We do this as a subconscious way of making our pasts more bearable, more joyful. When a certain chapter in our lives has closed for good, it is much easier to feel cheery about it, to glean the goodness of it while fully knowing we will never return to that part of our life. Nostalgia makes us more optimistic and positive about our futures. A BBC webpage explains that, “details evoked by nostalgic smells are not as important as the emotions they recall. But our minds reshape these memories, sending them through a rose-tinted filter that redefines them as 'good times'"

What strange creatures we must be to live through something, only to remember not the details of what happened — not the plot of our lives — but how we felt about it. We believe the revised version of the story, and that is enough to keeps us optimistic, to keep us moving forward. I don’t know if I should find comfort in the thought, “Well, this sucks, but when I remember it later it won’t suck as bad,” but weirdly enough, I do. We are told time and time again by our yoga teachers, our moms, or our tea-bag fortunes to, “be present,” and “live in the moment,” when, in fact, the act of being nostalgic can make us feel better about our present.

In his article, Tierny writes, “researchers at Southampton induced negative moods by having people read about a deadly disaster and take a personality test that supposedly revealed them to be exceptionally lonely. Sure enough, the people depressed about the disaster victims or worried about being lonely became more likely to wax nostalgic. And the strategy worked: They subsequently felt less depressed and less lonely.”

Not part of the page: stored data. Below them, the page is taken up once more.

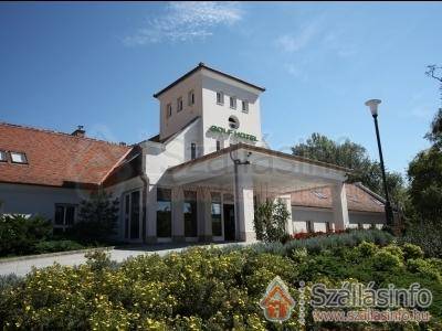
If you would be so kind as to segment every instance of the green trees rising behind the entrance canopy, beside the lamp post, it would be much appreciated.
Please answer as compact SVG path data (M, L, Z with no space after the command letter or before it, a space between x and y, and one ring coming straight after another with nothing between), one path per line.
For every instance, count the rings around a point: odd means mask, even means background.
M320 134L313 134L306 142L294 146L292 152L295 156L352 169L348 182L361 182L371 191L383 195L379 162L371 160L362 146L349 139L338 143ZM386 177L392 202L403 206L407 195L402 175L398 172L387 171Z

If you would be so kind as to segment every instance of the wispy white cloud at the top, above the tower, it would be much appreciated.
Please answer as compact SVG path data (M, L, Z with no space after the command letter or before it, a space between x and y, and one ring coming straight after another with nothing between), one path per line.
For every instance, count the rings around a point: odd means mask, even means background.
M215 26L231 25L242 15L238 2L170 2L162 15L148 20L145 28L124 41L128 45L143 45L207 38Z

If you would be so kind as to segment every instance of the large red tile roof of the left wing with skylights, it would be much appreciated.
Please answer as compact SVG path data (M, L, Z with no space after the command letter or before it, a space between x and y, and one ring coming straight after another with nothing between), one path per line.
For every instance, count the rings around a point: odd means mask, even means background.
M70 186L96 185L130 147L0 122L0 150L27 154L28 164L0 162L0 182Z

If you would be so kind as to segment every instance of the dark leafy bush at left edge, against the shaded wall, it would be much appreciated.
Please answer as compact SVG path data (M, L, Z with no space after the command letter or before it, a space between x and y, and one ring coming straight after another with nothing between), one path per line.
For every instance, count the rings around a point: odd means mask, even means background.
M51 234L51 222L41 216L0 215L0 256L33 253Z

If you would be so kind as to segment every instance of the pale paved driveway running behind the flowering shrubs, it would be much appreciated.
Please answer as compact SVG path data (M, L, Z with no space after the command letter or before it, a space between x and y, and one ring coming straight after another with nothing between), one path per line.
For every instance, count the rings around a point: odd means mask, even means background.
M217 244L214 246L225 246L232 244ZM188 245L154 245L154 246L143 246L134 248L115 248L110 249L110 259L116 261L123 261L130 256L138 256L143 254L154 254L157 253L164 256L171 252L181 252L188 248ZM209 246L203 246L209 247ZM84 253L73 253L59 256L43 256L34 257L31 259L13 260L13 261L1 261L0 260L0 275L15 274L17 276L24 276L31 271L31 267L43 268L53 265L54 263L61 264L63 266L74 266L81 265L86 261Z

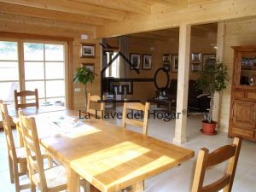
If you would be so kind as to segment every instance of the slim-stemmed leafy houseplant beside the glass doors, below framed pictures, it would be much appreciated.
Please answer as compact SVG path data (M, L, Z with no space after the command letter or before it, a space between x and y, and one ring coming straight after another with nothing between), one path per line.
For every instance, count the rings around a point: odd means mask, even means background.
M84 84L84 112L86 112L87 105L87 84L93 83L96 73L92 72L86 67L79 67L73 77L73 82Z

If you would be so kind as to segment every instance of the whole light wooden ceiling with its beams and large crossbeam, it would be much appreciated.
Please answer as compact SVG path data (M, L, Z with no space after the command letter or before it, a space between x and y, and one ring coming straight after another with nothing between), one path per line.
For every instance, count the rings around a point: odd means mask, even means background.
M255 9L255 0L0 0L0 22L63 26L78 32L91 26L96 38L107 38L182 23L193 26L251 17ZM203 34L209 27L195 30Z

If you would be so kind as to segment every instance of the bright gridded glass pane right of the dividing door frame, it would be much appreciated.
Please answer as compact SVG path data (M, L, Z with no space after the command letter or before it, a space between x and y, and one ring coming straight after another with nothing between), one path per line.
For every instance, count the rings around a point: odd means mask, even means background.
M46 105L50 102L64 102L64 45L35 43L23 45L26 90L38 88L39 100Z

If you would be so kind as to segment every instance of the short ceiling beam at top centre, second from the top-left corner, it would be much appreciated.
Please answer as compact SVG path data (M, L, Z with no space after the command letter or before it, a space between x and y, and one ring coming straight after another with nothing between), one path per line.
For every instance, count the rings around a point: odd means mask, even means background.
M138 14L150 14L151 6L145 3L140 3L136 0L127 1L127 0L70 0L72 2L80 2L86 4L92 4L99 7L104 7L108 9L117 9L122 11L128 11Z

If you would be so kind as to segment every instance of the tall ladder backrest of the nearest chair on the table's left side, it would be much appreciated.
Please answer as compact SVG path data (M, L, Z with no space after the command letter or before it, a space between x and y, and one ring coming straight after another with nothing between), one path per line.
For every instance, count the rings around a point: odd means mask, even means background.
M47 183L44 174L44 161L38 140L38 131L35 119L26 117L24 113L19 111L20 126L22 128L22 137L26 148L26 161L28 164L29 177L38 172L41 191L47 190ZM32 181L31 181L32 182Z

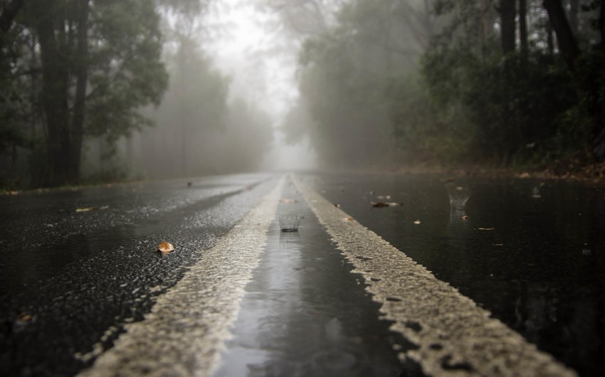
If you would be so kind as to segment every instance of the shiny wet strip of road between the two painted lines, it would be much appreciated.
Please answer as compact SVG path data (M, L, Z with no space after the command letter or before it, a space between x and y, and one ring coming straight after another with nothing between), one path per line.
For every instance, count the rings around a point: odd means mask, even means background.
M361 275L302 201L280 204L214 376L419 374L397 359L393 346L410 345L378 319ZM302 216L298 232L280 232L285 213Z

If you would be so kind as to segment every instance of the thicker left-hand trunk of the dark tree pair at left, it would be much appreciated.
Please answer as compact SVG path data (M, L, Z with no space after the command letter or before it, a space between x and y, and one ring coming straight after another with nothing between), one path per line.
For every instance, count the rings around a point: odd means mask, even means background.
M68 129L68 68L55 37L55 20L38 15L36 32L42 68L41 102L46 121L49 171L46 184L67 184L70 134Z

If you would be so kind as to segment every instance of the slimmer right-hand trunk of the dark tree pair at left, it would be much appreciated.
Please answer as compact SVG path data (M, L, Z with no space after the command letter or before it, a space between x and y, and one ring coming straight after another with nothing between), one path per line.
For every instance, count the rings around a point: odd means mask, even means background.
M71 121L70 146L70 181L80 179L80 161L82 155L82 139L84 134L85 97L88 83L88 13L90 0L78 1L78 25L73 72L75 75L75 97Z

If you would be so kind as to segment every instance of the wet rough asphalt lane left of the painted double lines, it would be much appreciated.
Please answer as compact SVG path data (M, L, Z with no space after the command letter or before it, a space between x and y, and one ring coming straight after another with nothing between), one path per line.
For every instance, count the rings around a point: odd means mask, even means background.
M180 180L0 197L0 375L71 376L90 365L275 179L218 176L190 186ZM178 253L159 255L162 240Z

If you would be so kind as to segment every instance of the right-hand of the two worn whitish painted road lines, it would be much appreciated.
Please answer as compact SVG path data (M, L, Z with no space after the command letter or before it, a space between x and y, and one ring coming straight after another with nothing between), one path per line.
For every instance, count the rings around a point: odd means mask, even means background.
M431 376L576 375L298 177L295 183L354 272L364 276L385 318L394 321L391 329L419 346L401 352L401 359L415 360Z

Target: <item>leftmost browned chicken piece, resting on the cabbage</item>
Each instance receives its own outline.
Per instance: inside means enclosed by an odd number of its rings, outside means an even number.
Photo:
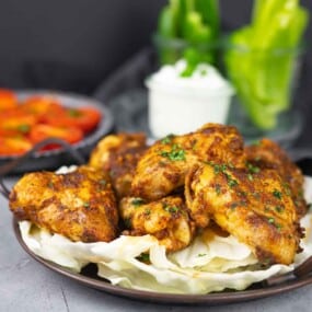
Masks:
[[[72,241],[109,242],[118,234],[118,209],[109,177],[80,166],[68,174],[25,174],[10,194],[19,220]]]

This isn’t to say that nostalgia only functions as a way to remember things as better than they actually were. I am nostalgic about plenty of things that were truly good to begin with (unless I’m just remembering them that way now). I am nostalgic for vacations, wine on the beach, fireflies, the smell of birthday candles that were just blown out. I think what it comes down to is that, as nostalgic as I get, there isn’t a time in my life that I long to return to. I’m glad to have had those times, and I’m glad to have left them behind. Did I enjoy eating cherry Popsicles on my porch with the boyfriend who reeked of Curve? Absolutely. Do I want to be doing that now? No, that would be weird.